Identify an agent who represents authors who write novels in the same genre as yours. One easy way to do this is to identify novels which share similarities to yours on the bookshelves and check the acknowledgements. An author almost always thanks their agent.

Then check out the agency’s entry in Writers’ & Artists’ Yearbook, and especially their website for up-to-date info: are they open to submissions and what are they looking for right now.

Then study carefully how they want the approach to be made. Every agent is different: one size does not fit all, both regarding what content they ask for and how they want it presented. And an agency’s personnel and requirements can change, so check again before you actually submit.

Tip: once you’ve identified an agent who you think might be interested in representing you, follow their individual instructions for submissions.

Every agent has different submission requirements. Do follow them.

Tip: Sometimes you might have more success through being introduced to an agent at an event such as a literary festival or talk.

If you do get such an opportunity, try to establish if they’d be interested in a submission, and get their email address. Then in your covering email, make sure you courteously remind them of where you met and that they suggested you send your stuff. This approach can mean:

  1. They will look at your submission even if officially they’re closed to submissions;
  2. If that agent is on holiday or has left, another agent is more likely to take a look;
  3. They will look at your submission with more interest than a speculative one from someone they don’t know.

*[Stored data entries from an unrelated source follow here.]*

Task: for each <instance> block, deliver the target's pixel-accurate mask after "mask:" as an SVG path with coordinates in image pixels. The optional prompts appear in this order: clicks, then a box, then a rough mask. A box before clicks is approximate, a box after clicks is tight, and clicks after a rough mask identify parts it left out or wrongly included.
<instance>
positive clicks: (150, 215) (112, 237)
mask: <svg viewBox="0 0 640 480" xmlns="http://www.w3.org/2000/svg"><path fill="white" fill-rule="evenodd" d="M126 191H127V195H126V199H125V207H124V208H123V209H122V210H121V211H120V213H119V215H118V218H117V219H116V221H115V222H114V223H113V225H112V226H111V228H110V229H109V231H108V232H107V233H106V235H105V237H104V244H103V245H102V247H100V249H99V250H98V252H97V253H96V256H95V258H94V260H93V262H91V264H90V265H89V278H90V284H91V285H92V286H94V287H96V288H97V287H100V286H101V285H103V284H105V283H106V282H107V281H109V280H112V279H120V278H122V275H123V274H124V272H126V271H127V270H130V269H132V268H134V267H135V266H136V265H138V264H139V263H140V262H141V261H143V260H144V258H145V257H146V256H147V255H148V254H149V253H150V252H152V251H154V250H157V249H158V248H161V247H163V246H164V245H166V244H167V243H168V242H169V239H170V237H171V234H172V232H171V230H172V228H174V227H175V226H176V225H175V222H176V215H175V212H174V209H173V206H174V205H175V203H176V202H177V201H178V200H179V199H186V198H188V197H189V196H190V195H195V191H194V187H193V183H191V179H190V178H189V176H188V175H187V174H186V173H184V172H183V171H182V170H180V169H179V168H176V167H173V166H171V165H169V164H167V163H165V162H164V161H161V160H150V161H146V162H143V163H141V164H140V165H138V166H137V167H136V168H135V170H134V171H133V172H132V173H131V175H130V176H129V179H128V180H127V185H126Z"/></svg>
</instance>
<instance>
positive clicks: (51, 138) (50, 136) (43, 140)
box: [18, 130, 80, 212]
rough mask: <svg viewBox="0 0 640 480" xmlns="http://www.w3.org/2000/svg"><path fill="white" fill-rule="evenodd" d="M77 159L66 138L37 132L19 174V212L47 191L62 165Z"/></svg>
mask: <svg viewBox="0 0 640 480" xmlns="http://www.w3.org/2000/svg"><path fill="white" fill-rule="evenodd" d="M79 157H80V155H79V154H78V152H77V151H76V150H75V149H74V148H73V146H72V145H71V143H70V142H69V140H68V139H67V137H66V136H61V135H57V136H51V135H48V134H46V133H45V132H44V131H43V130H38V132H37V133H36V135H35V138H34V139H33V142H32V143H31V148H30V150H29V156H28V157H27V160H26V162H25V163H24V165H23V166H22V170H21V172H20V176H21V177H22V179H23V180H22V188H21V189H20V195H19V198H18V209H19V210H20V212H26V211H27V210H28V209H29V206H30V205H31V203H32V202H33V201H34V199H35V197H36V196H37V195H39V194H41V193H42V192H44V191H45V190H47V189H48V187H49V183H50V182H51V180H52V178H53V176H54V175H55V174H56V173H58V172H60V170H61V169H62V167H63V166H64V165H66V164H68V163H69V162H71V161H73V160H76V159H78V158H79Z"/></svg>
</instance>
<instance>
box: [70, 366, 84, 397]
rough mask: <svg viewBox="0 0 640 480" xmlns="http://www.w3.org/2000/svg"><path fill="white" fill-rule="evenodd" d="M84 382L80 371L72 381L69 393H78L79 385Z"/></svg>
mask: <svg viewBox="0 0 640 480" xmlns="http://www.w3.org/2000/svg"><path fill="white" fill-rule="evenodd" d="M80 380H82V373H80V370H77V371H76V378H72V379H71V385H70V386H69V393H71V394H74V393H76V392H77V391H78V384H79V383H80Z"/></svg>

Fiction Feedback hints for impressing an agent

  1. Get their name exactly right. Don’t use first names in the first instance; show respect. If it’s a woman and you don’t know if she uses Mrs, use Ms as the honorific. Don’t use sir or madam; you need their name. Spell the surname right;
  2. Be concise and business-like;
  3. Do not make any spelling or grammar errors in your email or covering letter (or indeed any other part of your submission);
  4. Always be respectful and courteous;
  5. Never make threats (e.g. ‘you’ll regret it if you don’t take me on’) or extravagant promises (e.g. ‘I’m the next J K Rowling’);
  6. Remain professional in your approach at all times and remember agents are the ones who can help you.

But do you need an agent?

Increasingly we’re seeing the growth of small publishers who welcome unagented writers. They are often digital publishers, so your book, if published, could well be an ebook only. Some publishers also produce printed books, but as POD – they won’t be on the shelves in Waterstones (unless you take them to your local store and work your charms) but can be ordered by Waterstones or any other bookshop. Otherwise, their predominant market is Amazon.

However, agents can do wonderful things.

  1. Get you good deals with the larger publishers such as Harper Collins, PRH or Pan Macmillan.
  2. Get you into foreign markets. This can be lucrative.
  3. Get you onto other platforms such as audio and possibly help with film and TV too.
  4. Prevent you making costly mistakes over contracts, especially with rights.

The world of publishing is complex and getting more so every day. Inform yourself as best you can.